Em "Logan Lucky", Soderbergh teve controle completo sobre o processo criativo e contornou os grandes estúdios de Hollywood. Segundo o cineasta, um plano preparado pela Fingerprint Releasing, sua produtora, e pela distribuidora independente Bleecker Street colocará o filme em cartaz em pelo menos 2,5 mil salas de exibição.

No estúdio, diz Adam Driver, o trabalho de Soderbergh era rápido e decisivo. "Nada parece distrai-lo. Ele confia em seus instintos e sabe quando seguir adiante. Dá a impressão de um protesto contra a maneira como filmes costumam ser feitos."

Soderbergh não lamenta projetos que acredita terem perdido o ímpeto, como "The Knick", série muito elogiada pela crítica, em que Clive Owen é um cirurgião na Nova York do começo do século 20.

Ele havia dirigido 20 episódios das duas primeiras temporadas, e os roteiros da terceira, escritos por Jack Amiel e Michael Begler, criadores do projeto, estavam prontos.
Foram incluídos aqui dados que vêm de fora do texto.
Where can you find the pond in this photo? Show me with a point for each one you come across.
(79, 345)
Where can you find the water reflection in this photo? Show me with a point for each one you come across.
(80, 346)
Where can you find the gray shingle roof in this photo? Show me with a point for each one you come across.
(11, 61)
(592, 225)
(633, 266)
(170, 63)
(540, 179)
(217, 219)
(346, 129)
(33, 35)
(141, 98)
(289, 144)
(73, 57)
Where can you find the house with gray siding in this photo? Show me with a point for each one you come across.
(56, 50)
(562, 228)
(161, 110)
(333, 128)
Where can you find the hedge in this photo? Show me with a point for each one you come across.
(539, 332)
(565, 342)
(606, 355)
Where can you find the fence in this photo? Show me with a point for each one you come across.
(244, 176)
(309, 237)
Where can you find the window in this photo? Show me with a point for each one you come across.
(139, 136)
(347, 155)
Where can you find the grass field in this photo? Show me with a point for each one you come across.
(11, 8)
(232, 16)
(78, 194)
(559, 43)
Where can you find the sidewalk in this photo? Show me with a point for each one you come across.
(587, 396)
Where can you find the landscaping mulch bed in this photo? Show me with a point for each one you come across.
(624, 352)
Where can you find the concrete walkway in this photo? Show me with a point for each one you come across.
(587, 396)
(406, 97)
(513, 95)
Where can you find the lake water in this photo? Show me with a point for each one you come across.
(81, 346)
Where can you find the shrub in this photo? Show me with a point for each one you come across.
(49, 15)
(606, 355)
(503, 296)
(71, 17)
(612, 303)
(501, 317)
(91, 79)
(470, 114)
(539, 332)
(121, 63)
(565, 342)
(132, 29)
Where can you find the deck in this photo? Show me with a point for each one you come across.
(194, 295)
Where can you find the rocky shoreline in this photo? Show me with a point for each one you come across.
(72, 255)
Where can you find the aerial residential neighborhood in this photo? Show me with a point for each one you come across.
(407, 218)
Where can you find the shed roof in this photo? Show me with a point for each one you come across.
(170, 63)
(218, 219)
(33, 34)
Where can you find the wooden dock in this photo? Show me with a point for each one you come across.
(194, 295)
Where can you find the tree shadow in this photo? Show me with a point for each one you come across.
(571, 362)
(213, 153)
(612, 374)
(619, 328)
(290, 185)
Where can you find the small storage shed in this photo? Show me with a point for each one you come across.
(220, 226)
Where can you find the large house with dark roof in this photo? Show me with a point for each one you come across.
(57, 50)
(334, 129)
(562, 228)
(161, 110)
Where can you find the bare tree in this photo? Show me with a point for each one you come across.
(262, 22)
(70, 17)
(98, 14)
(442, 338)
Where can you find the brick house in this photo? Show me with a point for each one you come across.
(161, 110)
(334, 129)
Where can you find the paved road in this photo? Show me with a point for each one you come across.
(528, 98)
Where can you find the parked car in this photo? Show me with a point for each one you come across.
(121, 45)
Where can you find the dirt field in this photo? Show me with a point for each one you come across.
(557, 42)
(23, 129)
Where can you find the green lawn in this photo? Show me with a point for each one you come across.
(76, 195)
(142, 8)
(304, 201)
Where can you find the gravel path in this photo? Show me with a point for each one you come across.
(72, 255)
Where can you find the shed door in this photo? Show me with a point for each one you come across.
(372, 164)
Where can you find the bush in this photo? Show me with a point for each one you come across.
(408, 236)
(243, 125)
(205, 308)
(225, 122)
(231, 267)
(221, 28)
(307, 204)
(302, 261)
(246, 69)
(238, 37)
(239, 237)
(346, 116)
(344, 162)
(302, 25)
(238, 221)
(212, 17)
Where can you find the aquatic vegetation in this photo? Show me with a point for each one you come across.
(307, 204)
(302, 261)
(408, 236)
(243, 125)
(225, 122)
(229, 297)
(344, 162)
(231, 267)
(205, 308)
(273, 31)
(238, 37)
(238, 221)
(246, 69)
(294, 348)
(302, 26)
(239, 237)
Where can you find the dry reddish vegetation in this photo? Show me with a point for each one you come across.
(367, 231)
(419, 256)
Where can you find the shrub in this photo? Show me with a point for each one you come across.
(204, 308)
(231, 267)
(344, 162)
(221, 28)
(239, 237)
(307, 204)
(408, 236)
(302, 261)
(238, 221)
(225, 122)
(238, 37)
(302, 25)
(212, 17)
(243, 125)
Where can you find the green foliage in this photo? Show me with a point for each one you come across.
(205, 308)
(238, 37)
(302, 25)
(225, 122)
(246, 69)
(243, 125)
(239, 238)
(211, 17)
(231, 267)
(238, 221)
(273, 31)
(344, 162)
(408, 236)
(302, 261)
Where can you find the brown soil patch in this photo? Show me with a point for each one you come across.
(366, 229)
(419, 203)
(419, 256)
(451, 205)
Mas o canal Cinemax cancelou a série em março.

Muitos fatores influenciaram a decisão, diz Soderbergh, entre os quais o custo total da série –"quando você chega à faixa de US$ 6 milhões por hora de produto final, não é barato" –, e a decisão do canal de se concentrar em programas de ação.

Riley Keough, que trabalhou em "Magic Mike" e estrelou a adaptação televisiva do filme "Confissões de Uma Garota de Programa", de Soderbergh, diz que o diretor "está sempre tentando fazer coisas um pouco arriscadas". "Posso imaginar que isso seja desgastante. Mas esse desgaste é algo que ele não me mostra."

Quase todos os outros diretores com quem filmou, conta, lhe perguntaram como era trabalhar com Soderbergh. "As pessoas me fazem mais perguntas sobre ele do que sobre o meu avô, juro". (Keough é neta de Elvis Presley.)

Soderbergh não se vê assim e diz que não espera que anunciar "Logan Lucky" como seu retorno à direção atraias espectadores. Citando cineastas como Christopher Nolan e Martin Scorsese, diz que "existem diretores cujos nomes significam alguma coisa para o grande público". "O meu não é um deles."

Soderbergh diz que seu único objetivo é contar histórias acessíveis. "É muito fácil fazer um filme que cinco pessoas entendam", diz. "Difícil é fazer algo que muita gente entenda e, mesmo assim, não seja óbvio, tenha sutileza e ambiguidade e dê alguma coisa ao espectador."